A transverse wave is one where the vibration at any point is perpendicular to the direction of travel of the wave. Familiar examples include ocean waves, electromagnetic waves, and plucked strings. Contrast with longitudinal waves, where the direction of vibration is the same as that of wave motion.

In an ocean wave the water molecules move up and down, and a cork floating on them will also, whereas the pattern of wave crests and troughs moves forwards, and transmits energy across distance. In mechanical waves, whether in water or strings, it is the displacement of particles that oscillates. In an electromagnetic wave it is the strengths of the electric field and magnetic field at a point that oscillate. Oscillations may be along any angle of the 360° plane that is perpendicular to the wave direction, but if they lie along a single line of that plane then the wave is polarized, of which the most familiar example is polarized light.
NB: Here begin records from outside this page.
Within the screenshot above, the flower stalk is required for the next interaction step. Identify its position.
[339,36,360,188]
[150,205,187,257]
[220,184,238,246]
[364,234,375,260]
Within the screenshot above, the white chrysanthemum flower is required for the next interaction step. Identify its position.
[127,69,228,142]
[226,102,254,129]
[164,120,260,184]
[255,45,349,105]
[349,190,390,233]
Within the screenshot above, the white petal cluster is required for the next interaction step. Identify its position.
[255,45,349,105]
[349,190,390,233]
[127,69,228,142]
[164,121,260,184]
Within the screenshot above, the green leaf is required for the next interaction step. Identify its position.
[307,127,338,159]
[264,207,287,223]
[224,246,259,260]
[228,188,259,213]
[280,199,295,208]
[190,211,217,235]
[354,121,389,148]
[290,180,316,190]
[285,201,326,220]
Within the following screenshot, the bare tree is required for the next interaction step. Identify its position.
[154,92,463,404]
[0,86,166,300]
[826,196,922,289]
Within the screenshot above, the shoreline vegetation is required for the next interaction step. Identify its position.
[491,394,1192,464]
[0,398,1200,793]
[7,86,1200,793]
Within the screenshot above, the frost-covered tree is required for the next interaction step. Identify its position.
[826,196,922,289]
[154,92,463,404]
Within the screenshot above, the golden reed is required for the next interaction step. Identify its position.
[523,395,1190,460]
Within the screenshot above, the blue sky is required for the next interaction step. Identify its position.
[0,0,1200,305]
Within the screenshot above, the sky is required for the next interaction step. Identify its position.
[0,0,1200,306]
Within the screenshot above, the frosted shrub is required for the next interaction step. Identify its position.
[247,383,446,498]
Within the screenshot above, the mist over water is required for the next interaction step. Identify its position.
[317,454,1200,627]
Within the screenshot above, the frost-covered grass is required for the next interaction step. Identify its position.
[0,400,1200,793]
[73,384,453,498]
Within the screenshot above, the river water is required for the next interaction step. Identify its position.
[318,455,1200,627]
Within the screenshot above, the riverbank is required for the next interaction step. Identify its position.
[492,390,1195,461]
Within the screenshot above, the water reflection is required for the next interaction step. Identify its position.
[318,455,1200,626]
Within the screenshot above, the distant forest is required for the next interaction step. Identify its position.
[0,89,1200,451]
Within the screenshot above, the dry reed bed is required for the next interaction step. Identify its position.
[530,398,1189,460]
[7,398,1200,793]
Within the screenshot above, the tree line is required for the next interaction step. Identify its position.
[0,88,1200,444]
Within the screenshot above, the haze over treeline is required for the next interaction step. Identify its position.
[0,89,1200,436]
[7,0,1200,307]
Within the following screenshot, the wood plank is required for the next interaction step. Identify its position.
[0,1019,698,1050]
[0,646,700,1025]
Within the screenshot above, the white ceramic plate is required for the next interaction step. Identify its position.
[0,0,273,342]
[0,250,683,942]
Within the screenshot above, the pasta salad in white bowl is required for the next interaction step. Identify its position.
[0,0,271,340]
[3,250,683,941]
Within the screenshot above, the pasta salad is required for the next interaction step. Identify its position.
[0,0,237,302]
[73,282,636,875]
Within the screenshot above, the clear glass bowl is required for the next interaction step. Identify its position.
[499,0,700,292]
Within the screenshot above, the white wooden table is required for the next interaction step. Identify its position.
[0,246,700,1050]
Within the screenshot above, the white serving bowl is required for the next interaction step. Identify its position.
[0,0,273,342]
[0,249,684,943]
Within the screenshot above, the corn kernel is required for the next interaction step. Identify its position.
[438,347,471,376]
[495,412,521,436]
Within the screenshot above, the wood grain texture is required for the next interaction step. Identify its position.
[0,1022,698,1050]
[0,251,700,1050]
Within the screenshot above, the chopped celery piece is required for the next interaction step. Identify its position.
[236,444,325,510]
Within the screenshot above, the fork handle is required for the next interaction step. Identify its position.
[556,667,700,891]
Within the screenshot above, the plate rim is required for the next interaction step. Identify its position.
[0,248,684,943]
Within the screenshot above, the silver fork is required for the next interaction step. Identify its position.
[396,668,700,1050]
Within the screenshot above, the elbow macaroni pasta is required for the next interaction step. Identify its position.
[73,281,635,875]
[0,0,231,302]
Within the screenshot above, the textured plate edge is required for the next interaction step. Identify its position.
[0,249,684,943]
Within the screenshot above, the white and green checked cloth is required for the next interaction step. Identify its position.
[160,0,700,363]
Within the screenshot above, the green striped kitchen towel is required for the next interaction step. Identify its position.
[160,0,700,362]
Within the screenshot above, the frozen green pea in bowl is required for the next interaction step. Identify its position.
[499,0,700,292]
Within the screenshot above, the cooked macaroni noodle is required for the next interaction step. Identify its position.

The velocity of a transverse wave in a string is given by v = sqrt(T / m), where T is the tension and m is the mass per unit length.

The velocity of EM waves in a medium is given by v = sqrt(1/με), where μ is the permeability of the medium and ε is its permittivity. In vacuum these are called the permeability and permittivity of free space and symbolized μ0 and ε0. The fact that EM waves can be polarized shows that they must be transverse, not longitudinal.